2. Latent Space Representation

The latent space acts as an intermediate representation between motion and text:

  • Dimensionality Reduction to condense motion data
  • Noise Addition to improve robustness
  • Transformation to GPT-2 Embeddings for smooth integration with the text decoder

This intermediate space is crucial for effective motion-to-text transformation.

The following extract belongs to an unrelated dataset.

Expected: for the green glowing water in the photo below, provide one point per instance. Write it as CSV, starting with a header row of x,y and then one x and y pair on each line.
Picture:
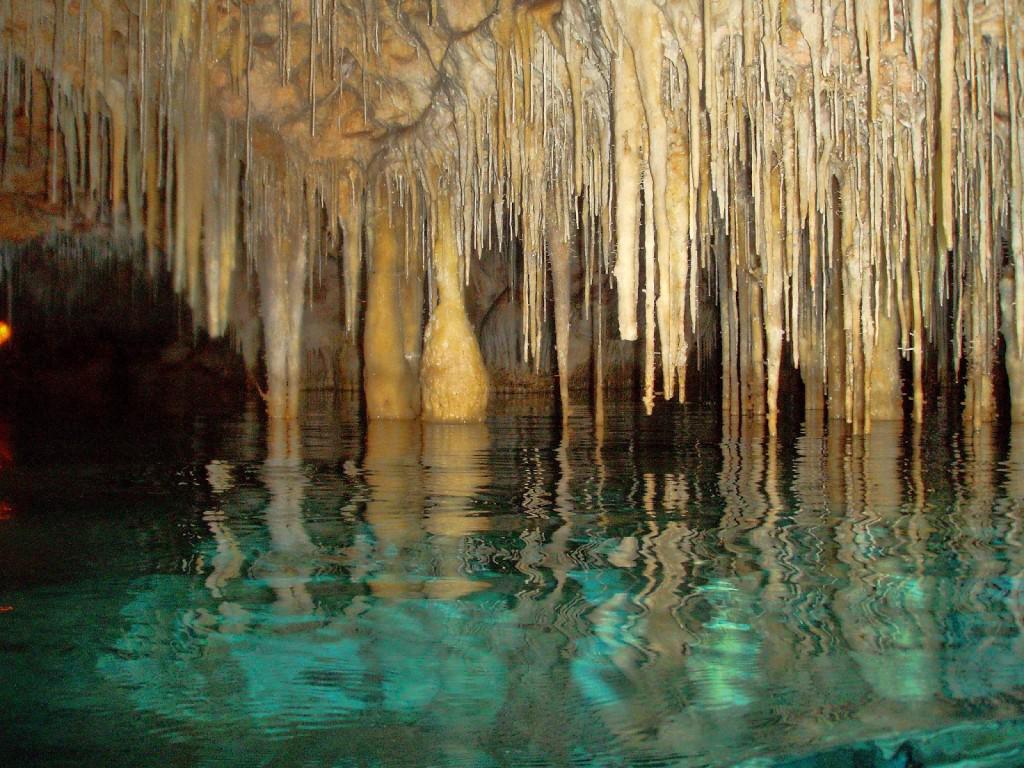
x,y
202,592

3. Text Decoder with GPT-2

The Text Decoder generates coherent sentences from the latent motion representation:

  • Latent-to-GPT-2 Projection to align motion embeddings with GPT-2’s format
  • Cross-Attention Layer to refine context understanding
  • Autoregressive Text Generation for natural sentence construction
  • Controlled Generation using temperature, top-p sampling, and repetition penalties

Example Output:
“A person walks forward and picks something up with their right hand.”

Training Strategy

The training process is divided into two phases:

1. Pretraining Motion Encoder

  • GPT-2 is frozen for the first four epochs to stabilize motion embeddings
  • Layer Normalization & Weight Decay to avoid gradient explosion
  • ReduceLROnPlateau Scheduler to adjust learning rate dynamically

2. Fine-Tuning GPT-2

  • Gradual Unfreezing of GPT-2 for better adaptation
  • Scheduled Sampling replaces 10% of ground-truth tokens with model predictions for robustness
  • Gradient Clipping to prevent unstable updates

This approach steadily improves the BLEU score and text coherence.

Results & Key Takeaways

  • Improved Text Quality: The model generates concise and natural descriptions
  • Higher BLEU Score: Optimized training strategies enhance fluency
  • Better Generalization: Noise injection prevents overfitting to specific motion patterns
  • More Robust Predictions: Cross-attention improves motion understanding

Next Steps

  • Extending the model to 3D motion datasets
  • Improving diversity in sentence generation
  • Exploring real-time motion captioning for applications in AR/VR

This project represents a step forward in bridging human motion and language, with potential applications in action recognition, robotics, and accessibility.